WHAT IS TRANSLATIONAL RESEARCH

At the heart of SU2C’s funding model – which you can read in its entirety here – is an emphasis on translational research. The majority of funds raised by the initiative will go to multidisciplinary “dream teams” collaborating on this type of research. But what exactly is it, and why is it so important?

“Translational research can be pictured in the following way,” explains Nobel prizewinner Phillip Sharp, PhD, in an interview with SU2C. “I have a scientific insight.

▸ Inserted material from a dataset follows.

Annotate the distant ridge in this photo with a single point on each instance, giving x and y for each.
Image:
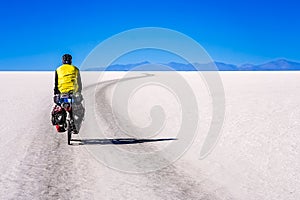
(276, 65)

I develop a drug for that scientific insight, or a new therapeutic approach . . . You have to find the cancer patient who would respond to this drug, and you have to deliver it to that cancer patient in a compassionate and reasonable way to see if you can get maximal response.”

The beauty of this approach is that it often results in getting effective treatments to patients as quickly as possible. It means focusing on the clinic in order to drive what happens in the lab, and vice versa: scientists look at diseases on a molecular level and develop tools for physicians to try in clinical trials, while clinicians make observations about the disease in humans that drive the scientists’ efforts.

Makes sense, right? Then why is so much of the current research on cancer restricted to the lab bench? This traditional approach is responsible for many of the advances in scientific understanding that make translational research possible. But in order to get effective therapies to patients quickly, there must be more support for the next step of the process – the step wherein basic science is translated into lifesaving treatment.

“From the 1970s until the early 1990s, the mindset of basic cancer researchers was that cancer is so complex a process that a real solution cannot be found in our lifetimes, and that basic cancer research must remain aloof from the clinic,” said John Glaspy, MD, Director of the Jonsson Comprehensive Care Center’s Clinical Research Unit at UCLA. “Pursue pure, rigorous and non-goal-encumbered science to advance the understanding for some future generation that might find practical application feasible. This became an ingrained mindset.

Success in research meant ‘protection’ from clinical concerns.”

Since the tide began to turn in the 90s, there’s been plenty of evidence of the power of translational research. The development of breast cancer wonder drug trastuzumab (sold as Herceptin) is a famous example – the clinicians involved struggled for years to get funding for their research on the HER-2 gene, but today Herceptin, which inhibits the growth of cancerous cells, is one of the greatest success stories in cancer drug history.

“Had we had to depend on federal funding to do this, we'd never have been able to get it done,” said Dennis Slamon, MD, PhD, one of the creators of Herceptin and the director of the Woman’s Cancer Research Center at UCLA. “The process by which grants are submitted, reviewed, approved and funded is incredibly long, and it reduces ideas to lowest common denominator approaches. Approaches that are innovative frequently don't get funded.”

Other drugs that have emerged from translational research include Gleevec, which is used on chronic myelogenous leukemia and gastrointestinal stromal tumors; Avastin, for metastatic colon cancer and breast cancer; Tarceva, which treats non-small cell lung cancer, pancreatic cancer and more; Iressa, which is used to treat locally advanced or metastatic non-small cell lung cancer; and Erbitux, which treats metastatic colorectal cancer and head and neck cancer. Many of these drugs are currently being evaluated for use in other types of cancer as well.

“It was actually the discovery of Herceptin that shook the outmoded paradigm and started a rebirth of interest in ‘doing both,’ doing research and treating patients,” said Glaspy. “Given how stirring this story is, what is incomprehensible to me is that there is still a prejudice in basic cancer science against practical applications.

It’s as though it’s 1943 and we’ve become so infatuated with the shiny advanced weapons we are developing that we have forgotten why we started developing them in the first place.